A flow should be able to change the permission of an item in a SharePoint List/document library; this is a very popular pattern in Sharepoint workflows
The following two actions should now be available:
1. Grant access to an item or a folder
2. Stop sharing an item or folder
Please check out these new actions in the SharePoint connector and let us know if you have any feedback!
@sergeluca -- Thanks for the info about this being on the Flow roadmap. I looked at the most recent release notes and checked out the roadmap, but I don't see it anywhere. Can you share a link of where you found this on their roadmap?
We recognize the high value of this ask, and are evaluating dependencies and timelines for roll-out. I'll keep you posted here as roadmap planning progresses.
This is just newspeak for 'we will keep pushing this forward for years on end', isn't it?
Yes we need this absolutely. Please get this enabled sooner than later. Thanks
Has this gone anywhere? We are in process of trying to migrate out of InfoPath over to PowerApps, and we definetly need a replacement for a SP worklfow changing item level perms?
@scmiles-It's possible to implement this using the SharePoint HTTP Connector in Flow today. It just requires more work than having the capability out of the box.
As a stop-gap, I found this article and procedure. I have not tested or validated. @scmiles https://noellawlor.wordpress.com/2018/01/18/setting-sharepoint-item-list-permissions-with-flow/
Even though this can be done in Flow, it is needed often enough that having this as a core action seems like a no-brainer. Can anyone at Microsoft provide an update on this highly requested feature? 🙂
Thanks @sergeluca, workaround works perfect for manage SP list item permissions in MS Flow - https://sergeluca.wordpress.com/2018/05/03/assign-unique-permissions-to-a-document-with-the-new-send....

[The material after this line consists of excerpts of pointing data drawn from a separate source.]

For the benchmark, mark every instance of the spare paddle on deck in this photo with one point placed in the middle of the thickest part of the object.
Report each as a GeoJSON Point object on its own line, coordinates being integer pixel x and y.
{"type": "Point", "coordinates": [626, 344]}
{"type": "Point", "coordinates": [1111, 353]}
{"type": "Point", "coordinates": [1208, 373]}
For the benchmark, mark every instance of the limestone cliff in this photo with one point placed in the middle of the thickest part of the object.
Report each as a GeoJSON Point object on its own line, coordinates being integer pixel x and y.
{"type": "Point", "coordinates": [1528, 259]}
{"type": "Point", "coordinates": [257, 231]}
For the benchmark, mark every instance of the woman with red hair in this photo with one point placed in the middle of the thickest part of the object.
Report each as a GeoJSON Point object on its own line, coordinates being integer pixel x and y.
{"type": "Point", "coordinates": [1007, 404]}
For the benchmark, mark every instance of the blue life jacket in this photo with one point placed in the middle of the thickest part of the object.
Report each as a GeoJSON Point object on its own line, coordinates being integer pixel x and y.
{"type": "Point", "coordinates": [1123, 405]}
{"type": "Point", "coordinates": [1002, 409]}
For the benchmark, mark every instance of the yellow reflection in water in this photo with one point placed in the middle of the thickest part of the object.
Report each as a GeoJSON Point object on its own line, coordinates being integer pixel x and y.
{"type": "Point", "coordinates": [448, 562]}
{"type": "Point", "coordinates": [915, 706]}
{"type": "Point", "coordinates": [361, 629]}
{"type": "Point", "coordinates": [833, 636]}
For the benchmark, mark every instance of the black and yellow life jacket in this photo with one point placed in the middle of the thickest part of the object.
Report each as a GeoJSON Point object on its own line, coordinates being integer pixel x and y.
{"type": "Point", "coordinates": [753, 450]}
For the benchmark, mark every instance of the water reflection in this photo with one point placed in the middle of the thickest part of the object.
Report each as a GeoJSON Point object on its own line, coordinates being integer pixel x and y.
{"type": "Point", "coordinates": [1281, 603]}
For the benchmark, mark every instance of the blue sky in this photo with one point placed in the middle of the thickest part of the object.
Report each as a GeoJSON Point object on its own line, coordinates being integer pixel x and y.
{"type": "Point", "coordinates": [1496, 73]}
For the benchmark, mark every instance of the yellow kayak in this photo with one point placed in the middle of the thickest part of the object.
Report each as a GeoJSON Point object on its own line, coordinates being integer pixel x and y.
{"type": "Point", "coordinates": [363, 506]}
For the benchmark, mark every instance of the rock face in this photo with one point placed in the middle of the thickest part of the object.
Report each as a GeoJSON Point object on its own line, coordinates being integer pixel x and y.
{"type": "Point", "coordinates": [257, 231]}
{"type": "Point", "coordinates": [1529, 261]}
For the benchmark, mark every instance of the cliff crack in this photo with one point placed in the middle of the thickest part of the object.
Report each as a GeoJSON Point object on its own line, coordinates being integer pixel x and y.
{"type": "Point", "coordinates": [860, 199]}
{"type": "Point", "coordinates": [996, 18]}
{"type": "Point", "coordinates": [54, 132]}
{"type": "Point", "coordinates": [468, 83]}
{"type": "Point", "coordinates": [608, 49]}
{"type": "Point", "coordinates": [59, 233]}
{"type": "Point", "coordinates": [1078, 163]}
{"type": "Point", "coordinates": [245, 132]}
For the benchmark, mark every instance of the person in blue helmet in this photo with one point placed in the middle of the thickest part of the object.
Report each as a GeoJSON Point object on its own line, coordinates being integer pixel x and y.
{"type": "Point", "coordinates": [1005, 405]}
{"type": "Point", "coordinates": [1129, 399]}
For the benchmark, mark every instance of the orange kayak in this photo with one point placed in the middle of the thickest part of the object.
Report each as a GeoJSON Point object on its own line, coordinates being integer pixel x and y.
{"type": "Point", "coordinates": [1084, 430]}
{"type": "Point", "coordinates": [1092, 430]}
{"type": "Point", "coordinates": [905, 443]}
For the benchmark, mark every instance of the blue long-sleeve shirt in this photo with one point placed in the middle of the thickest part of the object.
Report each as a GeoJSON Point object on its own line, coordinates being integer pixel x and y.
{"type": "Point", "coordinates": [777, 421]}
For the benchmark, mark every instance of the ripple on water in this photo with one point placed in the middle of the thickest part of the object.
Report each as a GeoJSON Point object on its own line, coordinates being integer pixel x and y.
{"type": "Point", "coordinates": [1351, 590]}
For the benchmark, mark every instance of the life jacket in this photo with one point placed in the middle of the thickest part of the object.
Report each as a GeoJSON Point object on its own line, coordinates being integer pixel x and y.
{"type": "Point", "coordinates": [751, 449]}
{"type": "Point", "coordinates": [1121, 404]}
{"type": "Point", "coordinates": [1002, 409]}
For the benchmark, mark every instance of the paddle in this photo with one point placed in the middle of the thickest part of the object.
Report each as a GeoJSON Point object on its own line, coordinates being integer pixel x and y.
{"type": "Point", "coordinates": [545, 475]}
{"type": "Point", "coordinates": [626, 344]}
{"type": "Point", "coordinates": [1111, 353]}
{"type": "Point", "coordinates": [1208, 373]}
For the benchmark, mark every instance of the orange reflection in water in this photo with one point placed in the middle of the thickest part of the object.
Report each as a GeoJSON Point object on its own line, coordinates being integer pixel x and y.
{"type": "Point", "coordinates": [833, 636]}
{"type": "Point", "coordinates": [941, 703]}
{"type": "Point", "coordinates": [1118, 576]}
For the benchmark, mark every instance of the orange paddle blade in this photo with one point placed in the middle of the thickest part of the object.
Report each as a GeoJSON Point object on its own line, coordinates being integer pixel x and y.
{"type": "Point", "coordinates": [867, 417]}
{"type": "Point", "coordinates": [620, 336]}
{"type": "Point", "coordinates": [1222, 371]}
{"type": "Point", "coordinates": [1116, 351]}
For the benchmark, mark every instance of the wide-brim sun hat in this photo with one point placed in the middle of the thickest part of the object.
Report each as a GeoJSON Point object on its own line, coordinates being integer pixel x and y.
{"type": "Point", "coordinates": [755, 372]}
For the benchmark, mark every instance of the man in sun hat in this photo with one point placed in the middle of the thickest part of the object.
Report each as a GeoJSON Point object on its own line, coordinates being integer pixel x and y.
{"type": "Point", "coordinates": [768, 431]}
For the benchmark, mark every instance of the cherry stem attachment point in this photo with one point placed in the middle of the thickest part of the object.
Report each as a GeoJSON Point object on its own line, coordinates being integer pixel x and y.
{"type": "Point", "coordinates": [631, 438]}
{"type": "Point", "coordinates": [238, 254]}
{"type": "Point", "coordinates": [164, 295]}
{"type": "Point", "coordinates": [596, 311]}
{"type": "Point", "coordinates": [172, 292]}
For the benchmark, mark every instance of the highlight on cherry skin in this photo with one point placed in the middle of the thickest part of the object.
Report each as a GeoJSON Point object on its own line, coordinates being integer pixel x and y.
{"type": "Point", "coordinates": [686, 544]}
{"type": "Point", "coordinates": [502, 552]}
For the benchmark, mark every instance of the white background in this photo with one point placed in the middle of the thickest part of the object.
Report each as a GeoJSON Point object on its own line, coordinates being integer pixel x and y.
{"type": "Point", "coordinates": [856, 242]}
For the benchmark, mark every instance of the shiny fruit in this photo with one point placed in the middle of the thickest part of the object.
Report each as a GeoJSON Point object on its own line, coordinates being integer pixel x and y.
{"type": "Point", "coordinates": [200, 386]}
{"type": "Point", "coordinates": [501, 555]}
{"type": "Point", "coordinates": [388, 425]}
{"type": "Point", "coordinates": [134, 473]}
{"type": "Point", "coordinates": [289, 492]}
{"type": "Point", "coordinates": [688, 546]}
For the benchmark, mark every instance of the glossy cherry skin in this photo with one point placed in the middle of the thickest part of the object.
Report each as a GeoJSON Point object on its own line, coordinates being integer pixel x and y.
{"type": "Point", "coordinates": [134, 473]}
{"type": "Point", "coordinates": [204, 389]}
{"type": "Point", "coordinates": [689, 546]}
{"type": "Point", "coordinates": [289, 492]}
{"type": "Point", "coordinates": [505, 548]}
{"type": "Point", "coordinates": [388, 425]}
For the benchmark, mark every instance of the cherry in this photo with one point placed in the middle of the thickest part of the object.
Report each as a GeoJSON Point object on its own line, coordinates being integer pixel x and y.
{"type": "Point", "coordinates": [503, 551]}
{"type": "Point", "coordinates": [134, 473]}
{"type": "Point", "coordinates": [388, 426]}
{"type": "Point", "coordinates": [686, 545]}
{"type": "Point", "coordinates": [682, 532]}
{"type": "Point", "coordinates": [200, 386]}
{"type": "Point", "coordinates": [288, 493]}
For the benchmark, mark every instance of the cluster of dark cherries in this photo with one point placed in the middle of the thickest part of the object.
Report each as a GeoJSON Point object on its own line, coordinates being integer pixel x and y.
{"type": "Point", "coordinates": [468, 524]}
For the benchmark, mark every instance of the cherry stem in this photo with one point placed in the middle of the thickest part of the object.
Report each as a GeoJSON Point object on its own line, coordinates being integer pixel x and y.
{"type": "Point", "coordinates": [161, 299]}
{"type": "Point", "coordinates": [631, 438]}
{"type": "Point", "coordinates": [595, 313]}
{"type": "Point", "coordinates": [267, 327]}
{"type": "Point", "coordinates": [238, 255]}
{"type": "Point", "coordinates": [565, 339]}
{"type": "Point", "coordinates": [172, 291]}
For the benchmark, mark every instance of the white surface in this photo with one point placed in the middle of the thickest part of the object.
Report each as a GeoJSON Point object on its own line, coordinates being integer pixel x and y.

In my solution I created REST flow (trigger When a HTTP request is received) and pushing parameters: site address, list name, item id, permission level, user/group email and flowID. Actions: breaking inheritance and assigning new permissions are in this REST flow. When you need to set up item level permission, you call this HTTP triggered flow and push paramaters. You can use it across your solutions which provides you more modular concept for your flows and you can build some logic around it.
If you have custom permission levels, here is described how to get the role id: http://www.benprins.net/2017/01/23/sharepoint-get-the-role-id/
EDIT: Securing your REST Flows against unauthorized access: https://www.about365.nl/2018/11/13/securing-your-http-request-trigger-in-flow/ Flow updated.
@Marek1 Are you doing anything special to prevent a user that gets their hands on the post-url from elevating their own priveleges?